5.3 The Customer shall pay each invoice submitted by the Supplier:
(a) immediately; and
(b) in full and in cleared funds.
5.4 Without limiting any other right of the Supplier, if the Customer fails to make any payment due to the Supplier under the Contract by the due date for payment (Due Date), the Supplier shall have the right to charge interest on the overdue amount at the rate of 3 per cent per annum above the then current Bank of England’s base rate accruing on a daily basis from the Due Date until the date of actual payment of the overdue amount, and compounding quarterly.

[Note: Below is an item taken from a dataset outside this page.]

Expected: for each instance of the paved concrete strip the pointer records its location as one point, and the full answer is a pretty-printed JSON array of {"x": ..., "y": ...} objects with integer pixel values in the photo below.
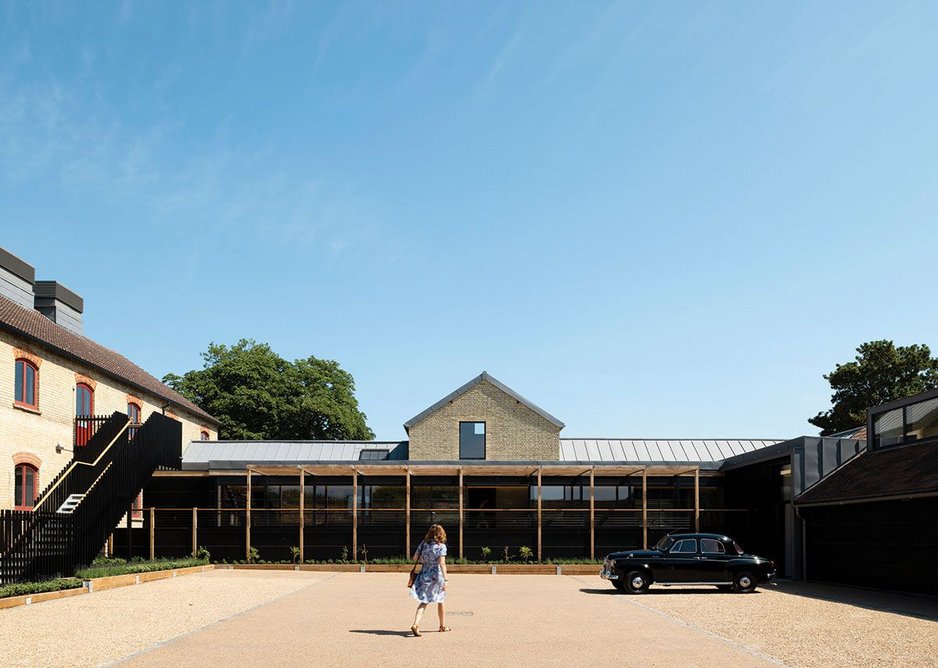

5.5 The Customer shall pay all amounts due under the Contract in full without any deduction or withholding, and the Customer shall not be entitled to assert any credit, set-off or counter-claim against the Supplier in order to justify withholding payment of any such amount.
6. Rights of Cancellation
6.1 Before the Supplier begins to provide the Services, the Customer can cancel an order assuming that none of the services have been started or provided by the Supplier or any 3rd parties. If no work has been carried out and no costs have been incurred by the Supplier, then a refund in full or in part can be agreed upon by the Supplier and Customer.
6.2 Once the Supplier has begun to provide the Services to the Customer it may cancel the contract for the Services at any time by providing the Supplier with at least 30 calendar days’ notice in writing.
6.3 If the Supplier has to cancel an Order for Services before the Services start the supplier will contact the Customer. Any refund due under this clause 6 shall be subject to the Supplier recovering any and all costs incurred in the processing of the Order, provision, supply and cancellation of the Services from any Customer funds the Supplier has received from the Customer as well as the payment of any and all fees and costs incurred with 3rd parties during the provision of the Services.
7. Intellectual Property Rights
7.1 All Intellectual Property Rights in or arising out of or in connection with the Services shall be owned by the Supplier.
8. Limitation of liability
8.1 Nothing in these Conditions shall limit or exclude the Supplier’s liability for:
(a) death or personal injury caused by its negligence, or the negligence of its employees, agents or subcontractors;
(b) fraud or fraudulent misrepresentation; or
(c) breach of the terms implied by section 2 of the Supply of Goods and Services Act 1982 (title and quiet possession).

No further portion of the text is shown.